Sexual discrimination cases are by far, the most prominent employment-related issues that make it to court, that could be most effectively resolved by employment mediation. In particular, sexual harassment enjoys a fair bit of publicity and limelight, due to the fact that many of these cases become news stories that excite the general media. Let’s take a minute to do a quick mental exercise. Think about the last three employment related issues that you remember hearing about in the Media that do NOT related to sex in any way. Now think of three that do. For most people that I’ve asked this question, they are able to immediately recollect cases related to sexual discrimination, harassment or just improper conduct a lot more easily than the others. Hey, we all know and have talked about Senator Weiner, the sexual atrocities of the Gadhafi troops, the French former President of the IMF, and the like.
Despite the wide media coverage and public interest in this issue, the number of cases registered has kept growing year over year for many years. According to an assessment done in 1998, Sexual harassment costs Fortune 500 companies a staggering $6.7 Million per annum just on this issue. Smaller companies pay their dues too, to a proportional extent.
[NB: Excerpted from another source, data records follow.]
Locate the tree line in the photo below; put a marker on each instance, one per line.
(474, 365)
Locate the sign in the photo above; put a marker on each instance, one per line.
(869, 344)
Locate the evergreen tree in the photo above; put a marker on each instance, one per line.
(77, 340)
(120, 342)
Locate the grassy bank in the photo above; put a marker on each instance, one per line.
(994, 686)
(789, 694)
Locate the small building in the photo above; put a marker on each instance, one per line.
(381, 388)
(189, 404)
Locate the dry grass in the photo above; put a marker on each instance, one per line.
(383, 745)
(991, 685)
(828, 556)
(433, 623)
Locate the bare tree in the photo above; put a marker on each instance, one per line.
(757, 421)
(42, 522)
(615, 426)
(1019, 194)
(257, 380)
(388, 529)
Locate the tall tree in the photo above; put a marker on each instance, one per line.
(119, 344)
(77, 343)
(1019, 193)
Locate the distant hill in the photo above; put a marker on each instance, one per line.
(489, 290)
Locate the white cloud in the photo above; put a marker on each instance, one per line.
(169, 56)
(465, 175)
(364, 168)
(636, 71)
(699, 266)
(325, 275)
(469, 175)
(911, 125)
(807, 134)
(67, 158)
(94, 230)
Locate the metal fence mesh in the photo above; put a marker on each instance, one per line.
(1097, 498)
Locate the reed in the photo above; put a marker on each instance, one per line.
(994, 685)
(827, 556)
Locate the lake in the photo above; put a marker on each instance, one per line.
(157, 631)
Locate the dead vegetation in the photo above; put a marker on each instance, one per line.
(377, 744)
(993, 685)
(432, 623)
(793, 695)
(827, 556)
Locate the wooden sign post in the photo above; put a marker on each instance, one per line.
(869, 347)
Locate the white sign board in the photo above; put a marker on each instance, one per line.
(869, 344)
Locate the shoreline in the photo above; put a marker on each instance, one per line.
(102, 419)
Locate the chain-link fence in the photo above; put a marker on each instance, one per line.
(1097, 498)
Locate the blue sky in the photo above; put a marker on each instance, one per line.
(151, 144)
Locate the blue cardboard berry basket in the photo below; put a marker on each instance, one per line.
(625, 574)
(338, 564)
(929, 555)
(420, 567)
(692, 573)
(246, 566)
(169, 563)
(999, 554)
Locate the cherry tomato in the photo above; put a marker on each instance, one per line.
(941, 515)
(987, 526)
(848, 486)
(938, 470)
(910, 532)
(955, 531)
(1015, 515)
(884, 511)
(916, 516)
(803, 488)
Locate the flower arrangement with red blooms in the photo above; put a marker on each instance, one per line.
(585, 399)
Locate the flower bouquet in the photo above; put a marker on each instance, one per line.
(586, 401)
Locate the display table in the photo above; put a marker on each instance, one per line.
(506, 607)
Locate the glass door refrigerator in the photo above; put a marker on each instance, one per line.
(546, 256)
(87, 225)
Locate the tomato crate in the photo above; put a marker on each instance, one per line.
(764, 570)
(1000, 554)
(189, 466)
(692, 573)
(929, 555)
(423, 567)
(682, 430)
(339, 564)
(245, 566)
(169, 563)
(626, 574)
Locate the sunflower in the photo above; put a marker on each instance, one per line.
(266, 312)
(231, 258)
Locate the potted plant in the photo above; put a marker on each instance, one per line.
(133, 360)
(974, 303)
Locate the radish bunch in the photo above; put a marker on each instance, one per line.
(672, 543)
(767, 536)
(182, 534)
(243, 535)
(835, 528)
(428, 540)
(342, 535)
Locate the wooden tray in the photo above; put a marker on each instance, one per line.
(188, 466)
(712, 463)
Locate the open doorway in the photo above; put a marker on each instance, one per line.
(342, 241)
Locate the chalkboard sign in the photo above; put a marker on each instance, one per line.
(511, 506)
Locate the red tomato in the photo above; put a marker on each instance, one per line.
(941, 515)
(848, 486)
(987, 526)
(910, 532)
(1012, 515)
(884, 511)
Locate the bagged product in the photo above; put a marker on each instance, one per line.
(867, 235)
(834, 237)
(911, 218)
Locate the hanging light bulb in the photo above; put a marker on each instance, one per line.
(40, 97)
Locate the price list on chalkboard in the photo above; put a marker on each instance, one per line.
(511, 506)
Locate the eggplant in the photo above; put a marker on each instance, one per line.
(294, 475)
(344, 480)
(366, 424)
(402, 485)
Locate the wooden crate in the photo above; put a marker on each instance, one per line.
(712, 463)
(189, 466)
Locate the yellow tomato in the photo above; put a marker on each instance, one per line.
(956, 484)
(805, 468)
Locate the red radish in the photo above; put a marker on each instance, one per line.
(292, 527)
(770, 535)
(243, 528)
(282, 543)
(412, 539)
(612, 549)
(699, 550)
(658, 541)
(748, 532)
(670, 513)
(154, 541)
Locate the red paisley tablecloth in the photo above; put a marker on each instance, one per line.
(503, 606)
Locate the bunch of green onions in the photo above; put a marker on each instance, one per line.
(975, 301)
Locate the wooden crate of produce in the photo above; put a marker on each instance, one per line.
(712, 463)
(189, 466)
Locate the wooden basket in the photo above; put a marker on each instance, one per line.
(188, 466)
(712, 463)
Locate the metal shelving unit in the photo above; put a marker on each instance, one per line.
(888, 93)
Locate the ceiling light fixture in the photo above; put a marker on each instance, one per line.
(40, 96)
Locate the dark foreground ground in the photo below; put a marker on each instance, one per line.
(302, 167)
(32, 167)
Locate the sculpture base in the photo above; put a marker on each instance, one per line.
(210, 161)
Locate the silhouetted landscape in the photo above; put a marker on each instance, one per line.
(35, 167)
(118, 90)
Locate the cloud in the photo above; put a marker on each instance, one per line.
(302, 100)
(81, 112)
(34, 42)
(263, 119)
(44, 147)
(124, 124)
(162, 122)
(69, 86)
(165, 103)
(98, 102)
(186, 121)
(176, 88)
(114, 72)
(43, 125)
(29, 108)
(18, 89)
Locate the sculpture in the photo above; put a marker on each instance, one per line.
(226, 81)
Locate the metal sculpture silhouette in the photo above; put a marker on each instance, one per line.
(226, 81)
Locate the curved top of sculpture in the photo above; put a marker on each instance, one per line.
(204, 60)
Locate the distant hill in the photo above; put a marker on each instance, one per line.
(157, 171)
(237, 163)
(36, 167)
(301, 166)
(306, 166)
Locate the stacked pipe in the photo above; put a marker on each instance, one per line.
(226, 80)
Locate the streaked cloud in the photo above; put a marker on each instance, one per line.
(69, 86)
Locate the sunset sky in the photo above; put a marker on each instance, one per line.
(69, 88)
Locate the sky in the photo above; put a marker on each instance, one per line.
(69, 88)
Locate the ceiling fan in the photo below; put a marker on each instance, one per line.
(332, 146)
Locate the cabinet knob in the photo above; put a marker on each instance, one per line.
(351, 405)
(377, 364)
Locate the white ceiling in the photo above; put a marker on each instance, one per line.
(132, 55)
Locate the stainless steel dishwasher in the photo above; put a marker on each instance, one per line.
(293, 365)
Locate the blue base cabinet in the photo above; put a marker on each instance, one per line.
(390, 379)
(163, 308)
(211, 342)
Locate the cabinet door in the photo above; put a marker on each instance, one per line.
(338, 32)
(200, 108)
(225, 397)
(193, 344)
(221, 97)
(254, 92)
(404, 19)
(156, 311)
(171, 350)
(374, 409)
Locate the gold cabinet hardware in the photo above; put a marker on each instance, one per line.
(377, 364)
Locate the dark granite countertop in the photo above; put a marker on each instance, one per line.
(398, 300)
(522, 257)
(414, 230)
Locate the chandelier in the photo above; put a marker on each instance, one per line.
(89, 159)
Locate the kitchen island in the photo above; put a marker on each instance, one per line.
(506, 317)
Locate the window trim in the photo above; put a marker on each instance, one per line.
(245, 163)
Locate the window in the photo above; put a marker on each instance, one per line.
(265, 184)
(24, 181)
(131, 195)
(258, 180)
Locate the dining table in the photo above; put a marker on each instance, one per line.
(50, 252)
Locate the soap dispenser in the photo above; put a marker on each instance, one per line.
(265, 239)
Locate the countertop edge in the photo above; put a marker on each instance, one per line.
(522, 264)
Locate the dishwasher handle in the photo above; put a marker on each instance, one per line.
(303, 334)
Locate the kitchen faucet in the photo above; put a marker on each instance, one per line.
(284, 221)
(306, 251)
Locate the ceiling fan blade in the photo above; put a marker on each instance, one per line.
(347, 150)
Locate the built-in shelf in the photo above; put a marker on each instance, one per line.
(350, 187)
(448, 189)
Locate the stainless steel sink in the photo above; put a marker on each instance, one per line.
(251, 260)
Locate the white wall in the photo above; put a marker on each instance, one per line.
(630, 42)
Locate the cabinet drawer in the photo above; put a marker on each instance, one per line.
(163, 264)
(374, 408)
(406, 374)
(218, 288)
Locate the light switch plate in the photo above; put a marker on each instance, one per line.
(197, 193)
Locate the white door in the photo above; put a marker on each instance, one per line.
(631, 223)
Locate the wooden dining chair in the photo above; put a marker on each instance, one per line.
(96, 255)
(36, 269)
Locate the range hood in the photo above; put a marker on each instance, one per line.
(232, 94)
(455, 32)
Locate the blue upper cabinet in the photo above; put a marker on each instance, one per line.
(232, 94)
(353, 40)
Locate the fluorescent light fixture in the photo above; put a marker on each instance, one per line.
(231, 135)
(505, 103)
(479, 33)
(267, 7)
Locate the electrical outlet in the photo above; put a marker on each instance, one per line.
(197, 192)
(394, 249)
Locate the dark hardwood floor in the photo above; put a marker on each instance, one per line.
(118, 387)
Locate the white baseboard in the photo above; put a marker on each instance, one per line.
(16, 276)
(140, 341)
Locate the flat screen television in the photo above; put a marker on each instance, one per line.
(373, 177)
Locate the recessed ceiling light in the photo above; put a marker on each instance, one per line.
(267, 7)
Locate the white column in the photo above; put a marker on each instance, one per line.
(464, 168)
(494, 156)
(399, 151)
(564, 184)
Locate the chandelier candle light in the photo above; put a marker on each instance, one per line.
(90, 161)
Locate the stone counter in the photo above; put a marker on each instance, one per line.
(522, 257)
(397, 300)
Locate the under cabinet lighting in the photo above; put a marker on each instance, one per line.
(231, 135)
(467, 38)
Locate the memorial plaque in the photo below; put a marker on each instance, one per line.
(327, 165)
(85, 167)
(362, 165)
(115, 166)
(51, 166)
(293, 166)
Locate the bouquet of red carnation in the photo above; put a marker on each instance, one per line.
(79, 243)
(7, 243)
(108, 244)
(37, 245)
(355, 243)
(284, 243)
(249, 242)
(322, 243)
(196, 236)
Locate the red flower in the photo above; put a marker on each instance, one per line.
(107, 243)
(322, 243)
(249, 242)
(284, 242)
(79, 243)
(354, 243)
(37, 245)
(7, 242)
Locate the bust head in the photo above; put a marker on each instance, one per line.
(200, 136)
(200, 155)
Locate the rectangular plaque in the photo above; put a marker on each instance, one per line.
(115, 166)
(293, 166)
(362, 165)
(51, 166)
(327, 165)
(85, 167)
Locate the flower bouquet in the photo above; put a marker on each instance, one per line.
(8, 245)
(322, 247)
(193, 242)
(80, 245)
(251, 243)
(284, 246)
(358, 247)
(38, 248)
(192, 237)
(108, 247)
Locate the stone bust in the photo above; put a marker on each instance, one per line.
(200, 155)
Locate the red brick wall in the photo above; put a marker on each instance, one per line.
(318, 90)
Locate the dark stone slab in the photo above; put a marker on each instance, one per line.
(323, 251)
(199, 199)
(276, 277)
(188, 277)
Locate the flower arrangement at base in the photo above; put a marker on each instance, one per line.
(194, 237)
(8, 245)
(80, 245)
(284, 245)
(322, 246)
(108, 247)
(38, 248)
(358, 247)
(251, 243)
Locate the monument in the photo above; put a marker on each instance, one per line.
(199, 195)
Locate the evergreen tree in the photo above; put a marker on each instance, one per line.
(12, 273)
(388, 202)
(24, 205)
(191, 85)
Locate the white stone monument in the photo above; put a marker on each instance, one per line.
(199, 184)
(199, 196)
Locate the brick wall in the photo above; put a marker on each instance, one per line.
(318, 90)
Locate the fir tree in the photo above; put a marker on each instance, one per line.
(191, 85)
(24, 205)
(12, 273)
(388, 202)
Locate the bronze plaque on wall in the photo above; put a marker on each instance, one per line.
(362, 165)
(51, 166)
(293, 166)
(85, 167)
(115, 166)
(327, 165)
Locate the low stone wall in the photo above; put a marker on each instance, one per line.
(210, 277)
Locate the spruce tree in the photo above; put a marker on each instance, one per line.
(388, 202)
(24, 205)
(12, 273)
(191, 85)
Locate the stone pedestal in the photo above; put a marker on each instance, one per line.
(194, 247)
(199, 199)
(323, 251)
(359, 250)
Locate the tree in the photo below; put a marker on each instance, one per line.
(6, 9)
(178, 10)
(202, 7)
What makes sexual harassment cases even more complicated is the fact that, on many occasions, depending upon your perspective, it may be done unintentionally. Take for instance, Linda (name changed) that works at a leading BioTech in California felt that the her boss’s use of the word “ladies” to refer to women occasionally was harassment and led to her overall dissatisfaction and under performance at work. As it turns out, her boss seemed to be truly unaware of even using that in his language. Linda eventually changed jobs due to her dissatisfaction with her boss due to this issue alone. Such issues often go unnoticed and unreported but can lead to a loss of productivity and morale in a team. Many companies are recognizing the fact that sexual harassment issues are not fully served using the system of court alone. It needs attention at a level that is a lot more personal. What might be acceptable to one person may not be to others. It is often very challenging to formulate laws or even company policies around such inconsistencies.
Companies often recommend that employees discuss such issues directly with each other and even train them on it. Programs such as “Crucial Conversations” and “Crucial Confrontations” by VitalSmarts and “Best Ideas Win” by Alternative Law are common in workplaces. However, even in those programs, they recognize that sexual harassment is often a specialized subject. It might be a mental game that many victims are incapable of addressing on their own. Companies employ mediators as the first line of defense in those situations.
Mediators are often able to facilitate through alternative law the channel for communications in a way that is harmless and retains and even enhances the relationship of the concerned parties. Skilled mediators are not only able to change the behavior but actually channelize it into a positive personality trait that companies can benefit from. Best of all, mediators have a very high rate of success in preventing sexual harassment issues from escalating into costly legal battles.